>He stressed “everything in moderation” is what works best for him and his wife, and that extends to other online services and platforms.
>YouTube’s former CEO Susan Wojcicki, also barred her children from browsing videos on the app, unless they were using YouTube Kids. She also limited the amount of time they spent on the platform.
So they're not completely banning their kids from using YouTube. The current YouTube CEO uses a time limit. The previous YouTube CEO uses a time limit and limits usage to the YouTube Kids app.
Disclosure: I work at Google but not on YouTube.
Edit: I forgot to mention Family Link. Once you have a family membership (maybe even before?) You can also use Googles family link to enable a restricted mode that hides adult content for specific accounts.
You actually get a pretty great experience for the whole family for about $20/month.
If I could pay YouTube for the privilege of using an app where I choose exactly which videos are available, and no other video will ever appear on or can be accessed from that app, then I might pay for it.
IMO the only way YouTube can be kid-friendly is if there is an app where the primary utility is the ability to whitelist on a per video basis. There could be convenience methods like whitelisting an entire channel's videos with one action, but the whitelist needs to be built around a per video model.
Last I checked, they had nothing remotely like this as an option.
Approved content only mode.
https://www.youtube.com/watch?v=vMAFnTANx6A / https://www.youtube.com/watch?v=aXxGWD_dtL0 / https://www.youtube.com/results?search_query=michio+kaku+3i+...

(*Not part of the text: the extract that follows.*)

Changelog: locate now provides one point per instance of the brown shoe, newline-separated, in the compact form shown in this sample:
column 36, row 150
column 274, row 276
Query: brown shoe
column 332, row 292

Most content creators I've heard of appreciate those who subscribe to YouTube premium. 55% of the cost goes to creators.
Have your home server note when the kids are watching one of your mirrored channels and launch a browser on a computer the kids cannot see that is watching the same video on YouTube without an ad blocker.
The video creators then get exactly the same ad revenue and view counts they would have gotten had the kids used YouTube.